I am an owner of a tipi…

I never suspected that I would be, and for the first decade or so of reenacting; I had always viewed them as something far more Plains Indian and inappropriate/historically incorrect for what I do.  For a variety of reasons, I have changed my attitude toward this, and when my Uncle Ken mentioned that he had a tipi that he was looking to get rid of; I knew I wanted it.  A big thanks to Uncle Ken and I owe you!

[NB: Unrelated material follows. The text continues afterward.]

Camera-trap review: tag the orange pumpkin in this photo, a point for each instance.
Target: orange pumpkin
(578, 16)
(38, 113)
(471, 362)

In living history and reenactment, many people tend to get an idea of what is correct or what is not and then blindly label everything according to a “generic look” instead of looking at the bigger picture (or actually a more narrow, geographic specific picture).  For us in the Great Lakes, much of the current standard of correctness has been established by items, writings, researchers, reenactors, etc. from further east.  Also, there is a tendency to view anything Western or Plains as automatically incorrect.  While “generic looks” and basic standards  are great and have, in many ways, increased the overall quality of historic impressions; it often obscures regionalism.  For many of us in the western Great Lakes, regionally we see some things that are far more Western, Plains, or Prairie than Eastern.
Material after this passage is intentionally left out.